Lately, yet another trend has left media strategists puzzled: “Social distribution” — most visible in the increasing roles of Twitter, Facebook, and other media as ways for users to share links and discover interesting content in real time — may well become more important than search as a driver of traffic. While social distribution won’t threaten Google’s revenue for some time, if ever, it complicates media companies’ efforts to build traffic through search-engine marketing and optimization techniques.

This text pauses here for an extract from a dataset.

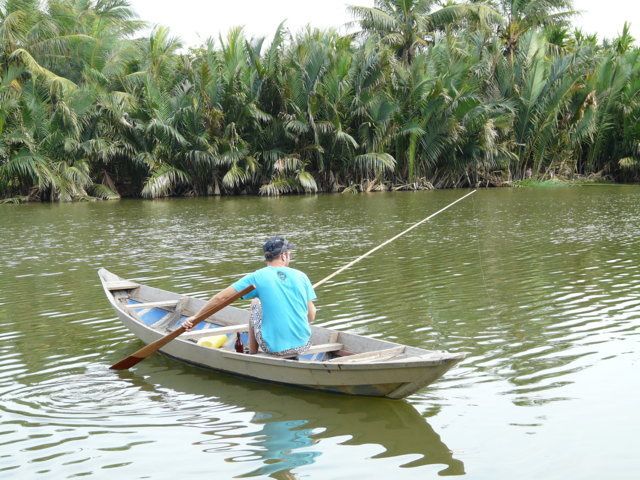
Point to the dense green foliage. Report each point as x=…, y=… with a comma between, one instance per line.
x=424, y=93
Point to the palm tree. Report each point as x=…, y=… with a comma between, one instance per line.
x=408, y=25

4. Smaller, cooperative and jointly owned media companies become easier to develop The old media "Studio System" stranglehold on 100% control of its moving parts (operations, talent, infrastructure) will cede to more flexible arrangements because the new keys to success for a new media company - the programmers, the emerging talent, the new global opportunities - will lie outside the Hollywood fiefdom. The new media properties (and Twitter is one of them) will have open APIs, and foster cooperatively developed business models that reward its participants based on business merit, not Hollywood nepotism.
Traditional media conglomerates own 100 percent of their core businesses. They reward talent (actors, directors, producers, etc.) with contractually determined compensation. But that model fails when the talent are writing code. The best alternative is for the key talent to own equity in their venture. Perhaps this structure is an interim step toward a day when star engineers take home $10 million paychecks, or a “share of the gross.” In any event, the most valuable company in the near term is one that will own less than 100 percent of its constituent businesses.